I have had to operate a Concourse cluster on GKE for the last year or so. There have been so many things that I wish I knew back when I started that I have learned over the last few months. So, this is mostly a reminder to my future self in the event that the information is helpful, but maybe this will also help someone else who is going through a similar journey.

Use a managed database

It’s possible that I’m missing many skills in this area, but having to manage a PostgreSQL database that’s installed via a helm chart dependency, running via Kubernetes Pod with the data in a Persistent Volume is a giant PITA. You have to hand-roll your own backup & restore strategy, you have to manually scale up the Persistent Volume size. It’s one less headache if you can use a managed database like Google CloudSQL from the get-go. Backups and sizing are automatic, and you can create & manage the resource via Terraform. I haven’t had to go through a PostgreSQL version update yet with CloudSQL, so that story remains to be told.

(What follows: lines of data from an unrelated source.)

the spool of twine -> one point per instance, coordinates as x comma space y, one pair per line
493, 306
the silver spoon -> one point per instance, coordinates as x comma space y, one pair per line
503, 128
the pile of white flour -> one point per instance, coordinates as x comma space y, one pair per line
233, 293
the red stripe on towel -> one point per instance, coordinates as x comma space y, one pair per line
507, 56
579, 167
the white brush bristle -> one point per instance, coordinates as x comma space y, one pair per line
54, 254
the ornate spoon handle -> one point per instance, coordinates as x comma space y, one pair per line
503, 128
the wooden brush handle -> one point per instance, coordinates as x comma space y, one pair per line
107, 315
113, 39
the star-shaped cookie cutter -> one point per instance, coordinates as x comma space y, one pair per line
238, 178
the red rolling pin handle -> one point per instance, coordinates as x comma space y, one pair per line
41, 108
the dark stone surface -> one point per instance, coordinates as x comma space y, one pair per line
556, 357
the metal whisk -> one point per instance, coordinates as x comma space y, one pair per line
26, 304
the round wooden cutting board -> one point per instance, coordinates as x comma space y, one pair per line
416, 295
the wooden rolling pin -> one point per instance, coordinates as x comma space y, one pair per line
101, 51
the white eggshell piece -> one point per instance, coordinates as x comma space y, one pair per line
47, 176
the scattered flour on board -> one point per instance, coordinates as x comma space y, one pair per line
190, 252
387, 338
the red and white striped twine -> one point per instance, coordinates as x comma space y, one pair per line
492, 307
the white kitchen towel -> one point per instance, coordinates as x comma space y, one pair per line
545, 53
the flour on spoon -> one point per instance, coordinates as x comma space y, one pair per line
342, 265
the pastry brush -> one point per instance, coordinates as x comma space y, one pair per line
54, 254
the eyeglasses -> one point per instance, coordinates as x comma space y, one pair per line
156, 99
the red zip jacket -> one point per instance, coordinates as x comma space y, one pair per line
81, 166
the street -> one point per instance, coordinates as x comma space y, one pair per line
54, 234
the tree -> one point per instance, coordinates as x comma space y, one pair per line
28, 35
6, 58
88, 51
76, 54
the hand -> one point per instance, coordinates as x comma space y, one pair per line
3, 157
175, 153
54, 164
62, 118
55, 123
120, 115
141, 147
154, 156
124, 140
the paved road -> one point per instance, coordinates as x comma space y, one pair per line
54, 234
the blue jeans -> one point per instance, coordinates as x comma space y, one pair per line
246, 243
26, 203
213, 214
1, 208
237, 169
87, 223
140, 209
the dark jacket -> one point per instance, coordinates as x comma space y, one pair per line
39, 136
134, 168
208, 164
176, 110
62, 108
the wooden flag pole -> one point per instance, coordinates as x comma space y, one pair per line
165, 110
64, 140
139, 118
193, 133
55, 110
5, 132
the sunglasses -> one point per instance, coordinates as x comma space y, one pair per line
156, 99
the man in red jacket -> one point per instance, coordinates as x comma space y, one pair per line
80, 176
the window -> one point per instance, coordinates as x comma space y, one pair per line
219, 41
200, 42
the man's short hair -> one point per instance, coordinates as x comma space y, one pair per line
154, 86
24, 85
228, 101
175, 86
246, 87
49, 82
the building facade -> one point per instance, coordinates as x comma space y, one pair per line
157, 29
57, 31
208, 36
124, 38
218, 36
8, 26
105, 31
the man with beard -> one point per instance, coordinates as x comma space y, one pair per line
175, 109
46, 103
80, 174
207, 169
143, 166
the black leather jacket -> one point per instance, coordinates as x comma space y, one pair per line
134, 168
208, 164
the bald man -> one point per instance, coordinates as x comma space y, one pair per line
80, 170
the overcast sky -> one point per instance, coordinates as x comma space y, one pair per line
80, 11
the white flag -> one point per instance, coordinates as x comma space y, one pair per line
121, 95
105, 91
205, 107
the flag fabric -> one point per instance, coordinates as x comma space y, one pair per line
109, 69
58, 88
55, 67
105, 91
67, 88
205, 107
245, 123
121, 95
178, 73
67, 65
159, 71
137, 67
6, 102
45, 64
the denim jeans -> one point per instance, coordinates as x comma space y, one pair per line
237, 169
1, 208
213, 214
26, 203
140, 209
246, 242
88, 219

Enable Concourse to emit metrics

Concourse can be configured to emit metrics about its system health and the builds that it is running. This information is key to understanding how your Concourse cluster is doing, and where the actual & potential problems are. There are quite a few Metric Emitters available, Prometheus being one of them. If you’re installing Concourse on Kubernetes via its helm chart, you can see what those options are in the values.yaml (search for metrics: and look at the available metric emitter sections below that).

Another thing to point out here is that if you want to implement autoscaling of the Concourse workers, you will need these metrics if you want to use anything other than the pod’s CPU & Memory usage to configure the Horizontal Pod Autoscaler.

Use SSDs for Concourse Worker Persistent Volumes

If you are running Concourse in a Kubernetes cluster, and installing the Concourse workers as a StatefulSet instead of a Deployment, ensure that the Persistent Volumes are using a StorageClass with type pd-ssd. It’s configurable in the Concourse helm chart. For builds that are I/O heavy will run into issues very quickly if the volumes are using a pd-standard StorageClass.

Configure the appropriate Container Placement Strategy

You will inevitably need to configure a container placement strategy that works for you. The default set in the helm chart is volume-locality, which could mean that a handful of workers will be overloaded because that’s where the their inputs ended up. I recommend understanding all the available strategies and pick one (or more) that works for you.

We have been using the limit-active-tasks strategy for the past year, with the max allowed active build tasks per worker limitActiveTasks set to 5. That number is probably too small, but we were trying to be conservative when we encountered the issue of some workers being overloaded with the default volume-locality strategy.

There is now an option to chain more than one container placement strategies together, which wasn’t available last year. We will probably be switching to a combination of limit-active-tasks + volume-locality in the very near future.

Set an acceptable termination grace period

When workers are restarted/deleted (either manually or by Kubernetes), we can configure the terminationGracePeriodSeconds value to provide an upper limit to how long Kubernetes will wait for Concourse to gracefully retire the worker before forcefully terminating the container.

This is a tricky number to set as it depends on the builds that are running in your cluster and the average/max time a build takes to complete, and how comfortable you are with the possibility of workers being killed before its tasks are drained completely. This number is also important in the event that you implement worker autoscaling as you probably want Kubernetes to scale down workers only after they’ve been retired properly.

Make one optimization at a time

When things are not going as planned (slow builds, too much load on workers, builds waiting too long to be picked up by workers, etc), it is tempting to make whatever optimizations you think might help the situation. This could potentially result in the complete opposite happening, where too many optimizations cause things to deterioriate or you don’t know which one actually helped the situation. Make one change at a time, observe its effects for some time before moving onto the next. Hopefully you can also use the Concourse metrics emitted to help inform and guide your changes.